De urbe angelorum primum scriptum: Osteria Angelini

Do Bianchi adds a new category: de urbe angelorum. Here beginneth a cycle of posts on the City of Angeles. And what better way to begin than a post on Osteria Angelini and Chef Gino Angelini, who couldn’t have found a better city to call his home…

Above: like me, this old Rolls has seen better days but still retains its dignity in the City of Angels.

Alduous Huxley, Thomas Mann, Raymond Bradbury — they’ve lived in Los Angeles. But perhaps no great writer is more closely associated with Lotusland than Raymond Chandler and his alter ego Philip Marlowe:

    “I used to like this town,” I said, just to be saying something and not to be thinking too hard. “A long time ago. There were trees along Wilshire Boulevard. Beverly Hills was a country town. Westwood was bare hills and lots offering at eleven hundred dollars and no takers. Hollywood was a bunch of frame houses on the interurban line. Los Angeles was just a big dry sunny place with ugly homes and no style, but goodhearted and peaceful. It had the climate they just yap about now. People used to sleep ou on porches. Little groups who thought they were intellectual used to call it the Athens of America. It wasn’t that, but it wasn’t a neon-lighted slum either.”

    We crossed La Cienega and went into the curve of the Strip. The Dancers was a blaze of light. The terrace was packed. The parking lot was like ants on a piece of overripe fruit.

    “Now we get characters like this Steelgrave owning restaurants. We get guys like that fat boy that bawled me out back there. We’ve got the big money, the sharp shooters, the percentage workers, the fast-dollar boys, the hoodlums out of New York and Chicago and Detroit — and Cleveland. We’ve got the flash restaurants and night clubs they run, and the hotels and apartment houses they own, and the grifters and con men and female bandits that live in them. The luxury trades, the pansy decorators, the Lesbian dress designers, the riffraff of a big hard-boiled city with no more personality than a paper cup. …

    —Raymond Chandler, The Little Sister

Above: contributors to the Squires bulletin board would cringe. Open a 96 Giacosa Barolo Falletto Riserva at a puerile 12 years of age? Pshah, I say. This wine was fantastic, powerful, meaty, with earthy Langa flavors. It paired exquisitely with our seared wild boar loin (rare in the middle, see below).

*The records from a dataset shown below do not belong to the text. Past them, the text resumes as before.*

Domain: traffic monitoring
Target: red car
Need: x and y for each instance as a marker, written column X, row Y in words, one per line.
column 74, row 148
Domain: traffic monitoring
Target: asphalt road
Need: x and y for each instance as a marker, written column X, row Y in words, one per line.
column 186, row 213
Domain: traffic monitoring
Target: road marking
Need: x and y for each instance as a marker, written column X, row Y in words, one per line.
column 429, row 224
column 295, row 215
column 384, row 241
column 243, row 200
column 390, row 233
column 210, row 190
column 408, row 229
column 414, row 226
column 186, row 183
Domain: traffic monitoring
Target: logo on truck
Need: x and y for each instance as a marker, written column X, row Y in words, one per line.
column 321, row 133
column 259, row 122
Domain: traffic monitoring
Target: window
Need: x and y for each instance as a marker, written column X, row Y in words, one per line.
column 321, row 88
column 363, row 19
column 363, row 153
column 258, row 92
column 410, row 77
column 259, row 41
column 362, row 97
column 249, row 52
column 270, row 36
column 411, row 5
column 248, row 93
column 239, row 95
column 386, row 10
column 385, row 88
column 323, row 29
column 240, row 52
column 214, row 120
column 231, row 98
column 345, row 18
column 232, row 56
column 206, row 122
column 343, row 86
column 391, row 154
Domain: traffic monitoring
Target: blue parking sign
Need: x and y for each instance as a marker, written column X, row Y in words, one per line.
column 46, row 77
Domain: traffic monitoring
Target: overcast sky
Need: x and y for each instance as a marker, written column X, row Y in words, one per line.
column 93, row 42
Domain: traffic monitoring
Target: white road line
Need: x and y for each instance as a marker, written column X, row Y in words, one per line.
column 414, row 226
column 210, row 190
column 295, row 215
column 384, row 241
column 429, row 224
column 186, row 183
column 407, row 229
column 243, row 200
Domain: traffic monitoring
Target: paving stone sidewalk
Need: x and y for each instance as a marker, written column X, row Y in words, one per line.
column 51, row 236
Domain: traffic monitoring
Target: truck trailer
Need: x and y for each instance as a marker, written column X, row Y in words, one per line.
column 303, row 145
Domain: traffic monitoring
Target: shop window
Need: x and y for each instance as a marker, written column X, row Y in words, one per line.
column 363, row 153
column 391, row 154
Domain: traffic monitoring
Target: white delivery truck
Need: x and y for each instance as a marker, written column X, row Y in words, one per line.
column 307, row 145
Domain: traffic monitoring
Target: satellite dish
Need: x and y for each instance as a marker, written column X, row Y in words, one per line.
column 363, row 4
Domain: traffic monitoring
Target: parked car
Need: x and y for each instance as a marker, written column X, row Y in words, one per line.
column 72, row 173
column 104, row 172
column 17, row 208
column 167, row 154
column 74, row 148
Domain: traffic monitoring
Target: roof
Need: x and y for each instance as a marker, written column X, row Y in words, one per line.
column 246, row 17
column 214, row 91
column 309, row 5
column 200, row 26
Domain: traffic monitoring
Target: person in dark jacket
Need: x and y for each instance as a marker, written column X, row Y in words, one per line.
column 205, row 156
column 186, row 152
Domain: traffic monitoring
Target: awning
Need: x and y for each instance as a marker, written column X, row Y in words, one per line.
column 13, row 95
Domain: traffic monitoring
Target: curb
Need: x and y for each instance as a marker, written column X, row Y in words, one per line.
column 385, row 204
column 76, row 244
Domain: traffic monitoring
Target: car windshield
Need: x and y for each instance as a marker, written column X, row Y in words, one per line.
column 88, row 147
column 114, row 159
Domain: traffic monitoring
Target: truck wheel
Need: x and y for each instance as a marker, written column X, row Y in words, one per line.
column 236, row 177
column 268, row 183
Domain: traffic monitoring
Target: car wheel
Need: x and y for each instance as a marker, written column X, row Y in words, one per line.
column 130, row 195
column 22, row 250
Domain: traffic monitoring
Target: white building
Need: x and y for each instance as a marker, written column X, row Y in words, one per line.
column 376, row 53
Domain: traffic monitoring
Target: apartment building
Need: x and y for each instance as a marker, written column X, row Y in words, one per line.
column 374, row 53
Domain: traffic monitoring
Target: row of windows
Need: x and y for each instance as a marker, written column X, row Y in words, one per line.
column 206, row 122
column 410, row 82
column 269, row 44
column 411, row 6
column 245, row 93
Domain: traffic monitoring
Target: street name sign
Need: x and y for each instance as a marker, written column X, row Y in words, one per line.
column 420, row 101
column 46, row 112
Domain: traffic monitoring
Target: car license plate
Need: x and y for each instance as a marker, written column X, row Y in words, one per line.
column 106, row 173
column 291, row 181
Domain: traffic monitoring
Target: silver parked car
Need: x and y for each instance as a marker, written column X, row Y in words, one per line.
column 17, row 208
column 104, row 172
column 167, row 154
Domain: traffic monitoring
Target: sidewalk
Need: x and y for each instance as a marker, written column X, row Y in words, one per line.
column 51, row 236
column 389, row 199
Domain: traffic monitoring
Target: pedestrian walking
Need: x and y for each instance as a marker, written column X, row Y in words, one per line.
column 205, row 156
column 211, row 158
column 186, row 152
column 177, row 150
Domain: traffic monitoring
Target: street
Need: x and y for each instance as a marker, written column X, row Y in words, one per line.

Not so long ago, I was chastised by my lawyer, a Brit and wine lover, a friend who demands the truth and only the truth and pulls no punches (and a great litigator, I might add): “Stop complaining, you twit,” he said, “you’re poor and you still get to drink amazing wines!”

Case in point: the other night, I was treated to a bottle of 1996 Giacosa Barolo Falletto Riserva — one of Italy’s most coveted wines, in one of its greatest vintages — by Italian wine collector extraordinaire and fellow Nebbiolophile David Schachter (pictured above, with Chef Gino Angelini of Osteria Angelini on Beverly Boulevard in West Hollywood). David knows me through mutual friends and through Do Bianchi and we met a few months ago at Lou on Vine on the occasion Alice Feiring’s book reading.

David is a huge fan of the octopus and baby arugula antipasto at Angelini. It paired beautifully with a 2006 Venica & Venica Malvasia.

While Gino’s menu is primarily traditional Italian, he selected gnocchi with lobster — a very untraditional combination — as one of our primi: these were the best gnocchi I’ve had in a long time, delicate and light but consistent in mouthfeel. The tomato lobster sauce (more typically served over long noodles) was ethereal… We also enjoyed very traditional spaghetti alla chitarra topped with shaved black truffles and a gorgeous and decadent nido (pasta “nest”) with béchamel. David paired with a 2004 Giacosa Barbera Superiore (also splendid).

The seared wild boar loin and 1996 Barolo made for one of those sublime pairings: a seemingly divine confluence of aromas, flavors, and textures.

All the waitstaff at Angelini is Italian. Although the restaurant’s decor is humble Angelino trattoria chic and the prices are more than reasonable, Captain Gino Rindone performs four-star service nightly at Angelini: to see him debone a branzino tableside, you’d think you were at Da Vittorio in Bergamo.

Reader Christopher writes that “everyone calls Gino Rindone ‘Ginetto’ to distinguish him from Gino” Angelini.

All in all, I must say, my Angelino experience is off to an auspicious start… Not bad for a big hard-boiled city with no more personality than a paper cup. Stay tuned…

*****

“People are afraid to merge on freeways in Los Angeles.”
Less than Zero
—Bret Easton Ellis

5 thoughts on “De urbe angelorum primum scriptum: Osteria Angelini

  1. “…–and Cleveland” !

    That’s one pimpin’ Rolls, and you had me there. But to go and post that ’96 Falletto, now that’s criminal, a provocation even. Now I can’t even think straight (not that I do anyway).

    Glad you’re enjoying LA.

    – wolfgang

  2. You ARE poor and I loathe you, in a friendly sort of way. You DO get to drink amazing wines. And eat fantastic food. AND you refer to Huxley, Mann and quote Chandler (one of my favorite Chandler novels no less) — dear old JP, if you can’t live in NYC right now, LA is more evocative than San Diego.

    Envying you from here in fusty old France.

  3. that food makes me want to cry…or at least get in my kitchen. i had linguine con astice by the sea quite a few times in brief stint in italy and i must say that those fresh tomato sauces delicately laced with that sweet scent and flavor of some sort of crustacean dressing a tangle of PERFECTLY cooked linguine brought to the table steaming…AH!

    but i’ve never had that sort of sauce with gnocchi, sarebbe interesante.

    you’re lucky to have access to restaurants like this…godetelo per me, va be’?

  4. LOL – that Rolls reminds me of NY in the 80’s when people were having the chrome bumpers stolen off their Buicks and Oldsmobiles!